In an article on “How to Preach a Good Sermon,” Kent Anderson describes four elements that should be part of any sermon:

Tell a Story: Every text in Scripture has a story because it is always written in the context of real people and real situations. Preachers need to help their listeners connect with the humanity in the Bible in order to see the relevance of what God wants to say. Good preaching, then, places the sermon in the context of real human experience. It tells the stories of actual people in real time so that contemporary listeners can locate their own life in the context of the sermon.

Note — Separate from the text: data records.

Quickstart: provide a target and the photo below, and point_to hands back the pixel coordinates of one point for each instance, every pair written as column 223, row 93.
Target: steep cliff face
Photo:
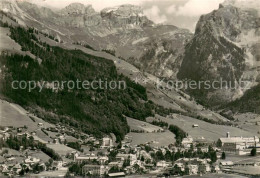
column 223, row 47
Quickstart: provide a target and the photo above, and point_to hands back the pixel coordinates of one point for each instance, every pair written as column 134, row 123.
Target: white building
column 186, row 142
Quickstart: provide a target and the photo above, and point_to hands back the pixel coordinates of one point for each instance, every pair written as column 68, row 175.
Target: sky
column 181, row 13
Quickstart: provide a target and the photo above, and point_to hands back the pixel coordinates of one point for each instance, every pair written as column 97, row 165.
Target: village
column 72, row 153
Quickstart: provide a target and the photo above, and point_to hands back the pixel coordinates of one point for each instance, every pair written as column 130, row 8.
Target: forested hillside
column 92, row 111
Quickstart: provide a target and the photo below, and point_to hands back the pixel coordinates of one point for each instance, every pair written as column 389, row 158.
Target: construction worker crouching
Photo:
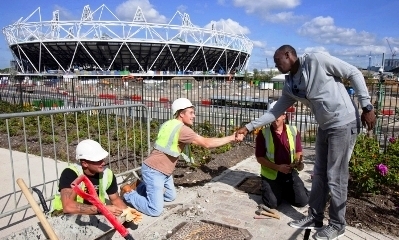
column 279, row 151
column 157, row 184
column 91, row 156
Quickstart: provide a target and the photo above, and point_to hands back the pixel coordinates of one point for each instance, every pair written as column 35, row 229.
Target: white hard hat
column 181, row 103
column 90, row 150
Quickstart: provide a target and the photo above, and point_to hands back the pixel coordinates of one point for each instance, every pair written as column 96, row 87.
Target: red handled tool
column 93, row 199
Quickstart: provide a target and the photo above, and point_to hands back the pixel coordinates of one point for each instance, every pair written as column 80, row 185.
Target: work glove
column 132, row 215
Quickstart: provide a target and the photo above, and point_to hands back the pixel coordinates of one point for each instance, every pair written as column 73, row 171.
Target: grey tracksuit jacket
column 320, row 88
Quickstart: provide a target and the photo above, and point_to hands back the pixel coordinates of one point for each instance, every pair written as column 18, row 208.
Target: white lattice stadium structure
column 94, row 43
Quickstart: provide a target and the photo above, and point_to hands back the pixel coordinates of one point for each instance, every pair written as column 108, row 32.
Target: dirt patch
column 188, row 177
column 379, row 213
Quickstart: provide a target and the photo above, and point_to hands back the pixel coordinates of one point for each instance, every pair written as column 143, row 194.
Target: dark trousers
column 286, row 186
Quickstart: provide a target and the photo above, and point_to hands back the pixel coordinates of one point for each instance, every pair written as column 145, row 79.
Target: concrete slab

Make an Argument: The Bible is also about ideas. Good preachers will teach the listener the truths that can help them live in accordance with God’s will. God challenges people with an alternative approach to understanding and living life. People will grow in their faith if they are led to understand the propositions of God’s Word. Preachers need to work to help listeners appreciate the reasons for their faith.

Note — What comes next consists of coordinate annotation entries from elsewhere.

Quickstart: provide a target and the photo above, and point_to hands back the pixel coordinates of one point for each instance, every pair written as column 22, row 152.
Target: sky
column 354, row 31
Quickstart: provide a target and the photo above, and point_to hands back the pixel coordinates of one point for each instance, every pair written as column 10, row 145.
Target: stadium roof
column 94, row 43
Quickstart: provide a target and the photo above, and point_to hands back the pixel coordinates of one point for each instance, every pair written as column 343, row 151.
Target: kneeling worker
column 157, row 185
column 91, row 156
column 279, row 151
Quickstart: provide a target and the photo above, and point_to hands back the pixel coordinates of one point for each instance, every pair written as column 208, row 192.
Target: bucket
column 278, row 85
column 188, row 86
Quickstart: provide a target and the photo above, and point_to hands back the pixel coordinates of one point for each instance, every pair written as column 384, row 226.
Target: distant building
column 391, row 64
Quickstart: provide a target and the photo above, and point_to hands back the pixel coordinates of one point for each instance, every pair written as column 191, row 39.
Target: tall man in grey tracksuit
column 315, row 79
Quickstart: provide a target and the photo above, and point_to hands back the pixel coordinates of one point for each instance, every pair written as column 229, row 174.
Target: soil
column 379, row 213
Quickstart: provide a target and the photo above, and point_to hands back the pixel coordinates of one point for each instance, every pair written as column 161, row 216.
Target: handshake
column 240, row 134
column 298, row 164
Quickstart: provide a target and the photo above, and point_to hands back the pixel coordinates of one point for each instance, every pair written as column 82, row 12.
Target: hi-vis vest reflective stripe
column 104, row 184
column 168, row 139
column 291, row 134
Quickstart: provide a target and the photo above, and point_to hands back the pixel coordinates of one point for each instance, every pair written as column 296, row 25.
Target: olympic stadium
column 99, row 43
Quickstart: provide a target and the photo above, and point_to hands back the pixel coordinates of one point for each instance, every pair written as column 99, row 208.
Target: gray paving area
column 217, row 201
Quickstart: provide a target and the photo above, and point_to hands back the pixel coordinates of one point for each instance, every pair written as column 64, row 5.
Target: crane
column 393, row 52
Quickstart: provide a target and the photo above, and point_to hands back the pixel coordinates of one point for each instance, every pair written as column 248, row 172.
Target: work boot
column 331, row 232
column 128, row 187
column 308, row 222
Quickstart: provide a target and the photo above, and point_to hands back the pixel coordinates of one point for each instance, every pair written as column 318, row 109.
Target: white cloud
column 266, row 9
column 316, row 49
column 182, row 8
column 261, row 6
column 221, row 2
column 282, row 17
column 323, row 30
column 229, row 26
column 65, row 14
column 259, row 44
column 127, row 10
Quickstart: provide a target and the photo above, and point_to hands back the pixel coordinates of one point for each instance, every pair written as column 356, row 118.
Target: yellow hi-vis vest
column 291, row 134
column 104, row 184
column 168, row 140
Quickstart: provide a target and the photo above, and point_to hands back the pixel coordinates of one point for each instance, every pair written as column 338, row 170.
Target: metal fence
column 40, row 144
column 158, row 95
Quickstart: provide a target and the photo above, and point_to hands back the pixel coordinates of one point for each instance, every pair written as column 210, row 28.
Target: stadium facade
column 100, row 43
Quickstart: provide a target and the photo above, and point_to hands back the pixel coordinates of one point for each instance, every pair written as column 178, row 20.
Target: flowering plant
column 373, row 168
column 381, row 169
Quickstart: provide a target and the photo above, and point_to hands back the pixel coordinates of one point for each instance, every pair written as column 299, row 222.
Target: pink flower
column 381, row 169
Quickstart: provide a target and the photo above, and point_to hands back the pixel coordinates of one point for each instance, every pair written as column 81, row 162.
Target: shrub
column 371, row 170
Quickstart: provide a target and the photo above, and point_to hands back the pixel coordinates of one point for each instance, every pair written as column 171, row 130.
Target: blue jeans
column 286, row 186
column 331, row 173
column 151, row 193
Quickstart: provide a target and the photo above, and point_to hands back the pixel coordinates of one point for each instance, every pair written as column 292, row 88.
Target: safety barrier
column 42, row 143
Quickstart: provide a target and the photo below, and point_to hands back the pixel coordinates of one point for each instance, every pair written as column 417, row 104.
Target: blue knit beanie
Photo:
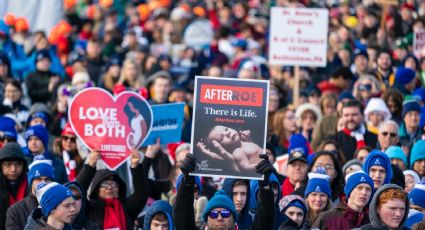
column 345, row 95
column 39, row 131
column 297, row 142
column 44, row 116
column 396, row 152
column 40, row 167
column 411, row 106
column 318, row 182
column 417, row 195
column 379, row 158
column 7, row 126
column 220, row 200
column 422, row 117
column 404, row 75
column 50, row 195
column 417, row 152
column 355, row 178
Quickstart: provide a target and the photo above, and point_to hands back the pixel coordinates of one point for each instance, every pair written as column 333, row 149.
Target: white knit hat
column 377, row 105
column 307, row 106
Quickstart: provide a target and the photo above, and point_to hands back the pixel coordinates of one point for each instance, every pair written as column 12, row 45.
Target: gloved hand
column 188, row 164
column 265, row 167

Solve a Mystery: Preaching needs to respond to the deep-seated questions people have for God. We can’t accept that just because listeners understand what we are saying that they are prepared to give their lives for them. While we might not always like the things we hear, preachers need to help their listeners struggle with the mysteries.

Paint a Picture: Sermons ought to offer listeners a compelling vision of the future. Preachers need to show listeners how their encounter with God’s Word can change their lives forever. What will it actually look like in our lives because we have heard from God and responded to Him in faith? Can we motivate listeners to a faithful response to the things we have heard from God?